Der Familienrat als besonderer sozialer Erfahrungsraum

Folgt man den Annahmen Kohlbergs, dann können Eltern aufgrund der kognitiven Reife erst in der späten Kindheit von ihren Kindern erwarten, dass sie sich nicht mehr vorrangig an ihrem eigenen Wohlergehen orientieren. Zahlreiche Befunde widersprechen inzwischen aber dieser Annahme. Kinder dieses Alters sagen zwar, dass die Eltern schimpfen, wenn sie ein anderes Kind schlagen würden. Dennoch halten sie daran fest, dass es falsch ist zu schlagen, selbst wenn eine Autorität dies erlauben würde und können das Leid des anderen Kindes nachempfinden. Eltern können auf die Entwicklung dieser Kompetenzen Einfluss nehmen, denn die Familie ist in der Kindheit der soziale Erfahrungsraum schlechthin. Und dies nicht nur, indem Eltern den Kindern ein entsprechendes Verhalten vorleben, klare Regeln aufstellen und auf deren Einhaltung achten. Ganz besonders gute Gelegenheiten, um Kindern einen Einblick in die Gefühle und Gedanken anderer Personen zu geben, bietet der »Familienrat«. Indem alle Familienmitglieder zu Wort kommen, um vergangene oder aktuelle Konfliktsituationen zu besprechen, jeder Einzelne mit den Perspektiven und Verhaltensmotiven der anderen Beteiligten konfrontiert wird, Lösungsvorschläge eingebracht und gemeinsam ausgewählt werden, können Kinder bei der Einübung wichtiger sozialer Kompetenzen gefördert werden.
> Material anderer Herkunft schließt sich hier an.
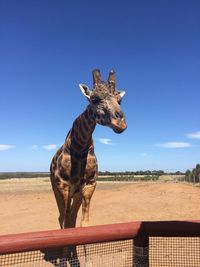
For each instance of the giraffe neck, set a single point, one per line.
(81, 132)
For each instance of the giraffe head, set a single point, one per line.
(105, 102)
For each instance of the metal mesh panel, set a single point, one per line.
(110, 254)
(174, 251)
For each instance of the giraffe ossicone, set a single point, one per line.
(74, 166)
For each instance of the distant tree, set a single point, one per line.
(187, 175)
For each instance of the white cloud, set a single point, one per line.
(34, 147)
(105, 141)
(5, 147)
(194, 135)
(174, 145)
(50, 146)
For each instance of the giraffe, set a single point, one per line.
(73, 169)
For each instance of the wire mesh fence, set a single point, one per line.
(109, 254)
(163, 252)
(139, 244)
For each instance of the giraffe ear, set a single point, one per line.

Resümiert man abschließend alle sehr unterschiedlichen Positionen mit ihren theoretischen Annahmen und empirischen Untermauerungen, die in diesem Kapitel zusammengetragen worden sind, so wird eines sicherlich deutlich: Egal, ob die kognitive Position von sozialer Perspektivübernahme spricht, die affektive Position dem empathischen Erleben einen bedeutsamen Stellenwert einräumt oder aber die lerntheoretische Position die Rolle eines induktiven Erziehungsstils betont – allen Ansätzen gemein ist die Tatsache, dass eine positive Moralentwicklung in Zusammenhang steht mit der Fähigkeit, einen Einblick in das Erleben anderer Personen in sozialen Situationen zu bekommen.

Kontrollfragen

  1. 1.

    Durch welche Charakteristika zeichnet sich das Stadium der heteronomen Moral nach der Konzeption von Piaget aus?

  2. 2.

    Wodurch unterscheiden sich das konventionelle und das postkonventionelle Entwicklungsstadium nach Kohlberg?

  3. 3.

    Wodurch unterscheiden sich moralische und sozial-konventionelle Urteile voneinander?

  4. 4.

    Wie lassen sich eine Gerechtigkeits- und eine Fürsorgemoral voneinander abgrenzen?

  5. 5.

    Wie sollte eine Bestrafung gestaltet sein, wenn sie möglichst wirksam sein soll?